Purolator actually has a good reputation here in St.John's, as does FedEx. As well, would you believe, even Canada Post is fairly efficient, especially with the small Future Shop items I have had shipped from either their Vancouver or Mississauga warehouses.


----------



## Britnell (Jan 4, 2002)

Buy local. Support your local economy.

That way you get to take it home right away!


----------



## Jordan (Jul 20, 2002)

I had a VST DVD drive shipped from Florida VIA FedEx, paid for the 2 day delivery, week and a half later and $45 extra I fineally received it.
I watched it as it went accross the US in 1.5 days, hit the customs, dead stop! Took them 3 days to process and get my $45, then of course the weekend came around and a holiday.........well, at least I got it.


----------



## The Great Waka (Nov 26, 2002)

Well its not Thursday, 6:11pm. Still nothing. UPS tracking says its "In Transit" location: Canada. Real useful people. Anyway, last time I'm doing this. Yeah, only gonna buy Canadian from now on. I though I got a good deal on this, but after all the customs and brokerages fees I may have been better off buying a new one. Arg. Oh well.

Still hoping it'll come tonight/tomorrow. Anyone know how late they deliver to? Whatever "end of day" means.


----------



## MACSPECTRUM (Oct 31, 2002)

Dr. G.,
FYI, Purolator is a subset of Canada Post.

Why do you think that the Purolator delivery personnel have that same "cheery" demeanour as do Canada Post employees?


----------



## MACSPECTRUM (Oct 31, 2002)

re; UPS end of day
depending on your area - business vs. residential and urban vs. suburban or "the sticks", it is usually 5 or 6 p.m.


----------



## MaxPower (Jan 30, 2003)

I'm currently waiting for a package from Purolator and I just called to track it c/w a tracking number.

The attendant on the other end told me that they can't track it because it is coming out of the States. I asked why not, this number is a Purolator number?

So to quote the Great Waka;

AAAAAAHHHHHHHHHHHHHHHHHHHHHH!!!!!!!!!!!!!!!!!!!!!!!!!!!!!!!!!!!!!!!!!!!!!!!!!!!!!!!!!!!!!!
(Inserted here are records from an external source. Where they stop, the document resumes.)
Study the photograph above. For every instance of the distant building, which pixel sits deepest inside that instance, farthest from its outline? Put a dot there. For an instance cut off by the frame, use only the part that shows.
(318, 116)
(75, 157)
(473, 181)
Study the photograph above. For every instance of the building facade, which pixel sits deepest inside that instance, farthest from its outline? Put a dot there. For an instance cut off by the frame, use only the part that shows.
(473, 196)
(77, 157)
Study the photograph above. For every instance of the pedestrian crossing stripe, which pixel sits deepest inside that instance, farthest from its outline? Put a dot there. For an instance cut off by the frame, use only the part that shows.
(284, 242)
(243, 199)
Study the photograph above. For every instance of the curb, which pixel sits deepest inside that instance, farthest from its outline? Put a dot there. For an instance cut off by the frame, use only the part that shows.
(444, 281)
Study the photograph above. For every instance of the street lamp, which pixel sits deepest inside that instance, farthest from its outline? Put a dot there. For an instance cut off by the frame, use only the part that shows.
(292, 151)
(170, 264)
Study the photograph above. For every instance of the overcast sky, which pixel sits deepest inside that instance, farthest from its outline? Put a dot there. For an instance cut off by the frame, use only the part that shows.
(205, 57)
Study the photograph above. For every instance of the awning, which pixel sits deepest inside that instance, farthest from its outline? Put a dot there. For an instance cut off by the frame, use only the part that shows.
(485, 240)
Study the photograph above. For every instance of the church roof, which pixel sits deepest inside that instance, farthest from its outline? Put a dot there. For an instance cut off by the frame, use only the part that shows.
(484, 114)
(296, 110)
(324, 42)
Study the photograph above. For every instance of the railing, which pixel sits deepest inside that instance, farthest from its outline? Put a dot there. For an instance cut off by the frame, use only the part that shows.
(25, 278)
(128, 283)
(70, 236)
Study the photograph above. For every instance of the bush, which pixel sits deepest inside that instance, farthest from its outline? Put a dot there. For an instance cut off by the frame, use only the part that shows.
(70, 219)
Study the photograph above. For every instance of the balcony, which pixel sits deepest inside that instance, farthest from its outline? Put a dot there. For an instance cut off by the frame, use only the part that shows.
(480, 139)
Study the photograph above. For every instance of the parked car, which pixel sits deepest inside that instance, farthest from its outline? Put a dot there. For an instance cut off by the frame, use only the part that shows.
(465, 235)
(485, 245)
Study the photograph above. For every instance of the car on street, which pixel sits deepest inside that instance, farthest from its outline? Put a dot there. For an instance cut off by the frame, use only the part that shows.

Purolator really sucks. I'll use UPS any day. At least you have some kind of answer other than "I dunno."


----------



## RicktheChemist (Jul 18, 2001)

.


----------



## MACSPECTRUM (Oct 31, 2002)

Again, I repeat FedEx.
Costs a little more.
Then again, most 'quality' products do. Like say... mmmmmmmm Macintosh?


----------



## Dr.G. (Aug 4, 2001)

Macspectrum, I did not know that Purolator was a subset of Canada Post. Actually, I find that Canada Post is actually quite good. Maybe it's because I know my mailman (even had him inside my house to warm up with some tea......drove the doxies wild, but he didn't seem to mind and has always remembered this act of kindness).


----------



## gordguide (Jan 13, 2001)

" ... Macspectrum, I did not know that Purolator was a subset of Canada Post ..."

Canada Post bought them years ago. UPS is constantly suing them under whatever means they can think of, including NAFTA. They always lose, but it's never-ending.


----------



## Dr.G. (Aug 4, 2001)

gordguide, when I was in the US, UPS was called "Untimely Parcel Service", since they NEVER delivered anything on time. Their image was shot, and the FedEx image was drawing a greater market share.


----------